Jesus has just healed the epileptic from the demon that was causing him to thrash about and fall in the fire and water. The father of they boy explains that he’d already brought the boy to the disciples, and they could not heal him. After the boy is healed and leaves, the disciples return to Jesus and ask why they were unable to heal the boy. Jesus’ answer? “Because of your little faith”. He went on to say that if they had faith the size of a tiny mustard seed, they could move mountains, and nothing would be impossible. Ouch.
I’m not sure what to do with this. In other stories, the disciples were able to heal, so it’s not that they were always without a mustard-seed-sized-faith. What do we do with this story, now in the midst of pandemic, deep racial unrest, and my family challenge of my sick loved one?
What I believe ultimately about this is probably the conclusion from other things I believe.
- God has the power to step in and fix everything. Pandemic, racial hurts and anger, and every sort of illness. God is all powerful. I do not believe God is impotent.
- This isn’t about humanity needing to cry louder to God. God is omniscient. God knows all. God is not deaf.
- As an individual person, my faith waxes and wanes. But that doubt of mine as to do with my ability to affect or change or improve things. I don’t, with very few exceptions, ever believe God couldn’t do anything.
- I have no idea why God does not reach down and fix everything. But I don’t believe it’s out of malice, deafness, or capriciousness.
- In the times of the disciples, I have to believe that they were deeply committed, and believed they could heal the boy. They were newly minted disciples of Jesus himself.
So if the disciples believed they could heal, if God is omnipotent, omniscient, and always loving, and if pain and suffering aren’t gone, why?
The only part in this that seems to be tenuous to me is my personal faith in my power – or more accurately, my faith in God’s power through me, through all of us. Maybe God equips us all with precisely what we need to fix everything. To end pandemics, racial injustices, illness, economic ruin.

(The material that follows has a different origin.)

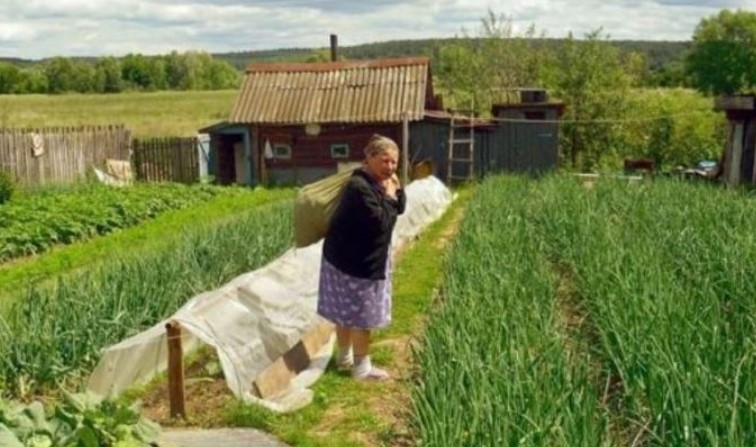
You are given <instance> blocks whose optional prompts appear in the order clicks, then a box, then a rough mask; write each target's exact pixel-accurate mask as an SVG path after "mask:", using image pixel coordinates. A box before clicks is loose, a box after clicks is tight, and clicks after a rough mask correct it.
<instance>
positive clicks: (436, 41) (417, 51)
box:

But maybe I’m not doing what God’s envisioned for me to do. Maybe my neighbor isn’t. Collectively we aren’t. Some people aren’t because they don’t know of God’s plans. Some aren’t because they are working against God’s plans. Some aren’t because they misunderstand God’s plans. Some aren’t because they don’t believe they have God’s power within them.
Yes, God can accomplish anything. Yes, we collectively, fulfilling God’s dream here, could move mountains. But we aren’t collective. We aren’t working together. We doubt our mortal abilities, or God’s work in and through us. I’m reminded of a quip I read, but cannot now find that went something like, “Sometimes I look around and wonder why God hasn’t fixed this mess, healed the hurts, fed the hungry. God looks at me and wonders the same thing.”
Maybe the lack of faith isn’t in God as an external, all powerful all loving being. Maybe the lack of faith is in ourselves. In God’s power in each of us.
This morning, I’m thinking about why we cannot currently heal the sick and right the injustices. Maybe, collectively, with all of us doing God’s will with the gifts and talents we each have, and fully trusting that God’s power working in us, we actually can accomplish more than we could ask or imagine.